Confucius looms large in Jacques’s account. He thinks that the first centralised Chinese state, the Qin (221-206BC), was based on his teachings. In fact, the Qin emperor, a legalist, detested Confucianism, had Confucian scholars buried alive, and burned their books. Chinese Confucianism, Jacques believes, was “more doctrinaire” than the Korean and Japanese versions, which explains why democracy is more alien to China. Actually, it is the other way round: doctrinaire neo-Confucianism really took off in Korea and Japan. The Chinese communists “played the key role” in resisting Japan during the second world war. Wrong, it was the nationalists who ended up doing most of the fighting, while the communists bided their time in remote rural areas.

And so on, into our own times. One of the few mentions of the “Tiananmen massacre” suggests that the protest was confined to the square in Beijing, and “had surprisingly little impact on the country as a whole”. Actually, there were huge demonstrations and subsequent killings in every main city in China. Since Jacques deals with mentalities, and not politics, the reader is never much informed on what the protests were all about.

These errors would be less annoying if Jacques made less of a point of sneering at “western” ignorance.
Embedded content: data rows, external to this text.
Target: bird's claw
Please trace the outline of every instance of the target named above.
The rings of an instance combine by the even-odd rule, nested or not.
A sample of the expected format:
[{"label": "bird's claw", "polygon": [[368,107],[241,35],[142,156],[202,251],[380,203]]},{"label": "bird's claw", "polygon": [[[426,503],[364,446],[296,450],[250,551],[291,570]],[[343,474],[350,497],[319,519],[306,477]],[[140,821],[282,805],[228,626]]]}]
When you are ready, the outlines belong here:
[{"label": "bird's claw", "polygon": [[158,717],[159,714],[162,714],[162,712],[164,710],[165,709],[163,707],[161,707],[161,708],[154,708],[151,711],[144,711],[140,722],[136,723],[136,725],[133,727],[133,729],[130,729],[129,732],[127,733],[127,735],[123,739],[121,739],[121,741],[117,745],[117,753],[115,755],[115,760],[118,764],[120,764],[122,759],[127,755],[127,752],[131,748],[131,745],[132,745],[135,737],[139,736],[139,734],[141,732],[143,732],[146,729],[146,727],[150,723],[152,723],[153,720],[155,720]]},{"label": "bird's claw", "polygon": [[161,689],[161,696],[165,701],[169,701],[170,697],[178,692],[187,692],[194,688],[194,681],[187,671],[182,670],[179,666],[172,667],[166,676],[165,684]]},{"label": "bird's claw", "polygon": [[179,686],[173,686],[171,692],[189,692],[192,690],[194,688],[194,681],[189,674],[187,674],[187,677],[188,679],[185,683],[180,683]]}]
A more serious consequence of his focus on race and history is that it is unable to explain change. How did South Korea, perhaps the most Confucian society in East Asia, manage its transition to a vibrant democracy? What about Japan? Or Taiwan? Japan’s Meiji restoration (1867) was not a “coup by the elite”, as Jacques believes, but a revolt against the Edo shogunate by provincial samurai, which prepared the way for a flawed but functioning democracy, briefly in the 1920s, and less briefly since the war.

If the fate of nations were entirely determined by culture and tradition, it would be hard to explain why Germany has one of most open democracies in Europe. China may be a “civilisation-state”, as Jacques puts it, bigger and more encompassing than the more common nation state. To be Chinese is indeed as much a matter of culture, or family bloodlines, as of citizenship. But in terms of politics, the PRC or Taiwan are as complex as any other society. History and tradition have roles to play, but so do interests, ideologies, class conflicts, regional differences and so on. It is simply not true that China has “no tradition of independent organisation”. Clan associations have a long tradition. It is not for nothing that Mao’s communists did everything to crush family loyalties. This tendency to crack down on all forms of independent organisation, religious, cultural or political, is one of the few things today’s communists still share with the Maoists.

Those who believe that authoritarianism is more effective than democracy, and thus bound to rule the world in future, might be persuaded by Jacques’s book. But it is also possible that the lack of freedom will hold China back. Without freedom of speech, or a civil society, Chinese development will be hampered. China might indeed one day rule the world, but not without overcoming obstacles that I would regard as political, and Jacques as cultural. If culture is the problem, what should we say to those citizens of the PRC who would like to be as free as the South Koreans, or the Taiwanese? What about the journalists of the Communist party newspaper who marched the streets in 1989 with banners that read: “No more lies!”? What about the many brave lawyers who want to live under the rule of law and often go to prison, or worse, as a consequence? We can dismiss them, of course, and claim that such aspirations are simply not in China’s genetic structure. But wouldn’t that smack a little bit of, well, for want of a better word, racism?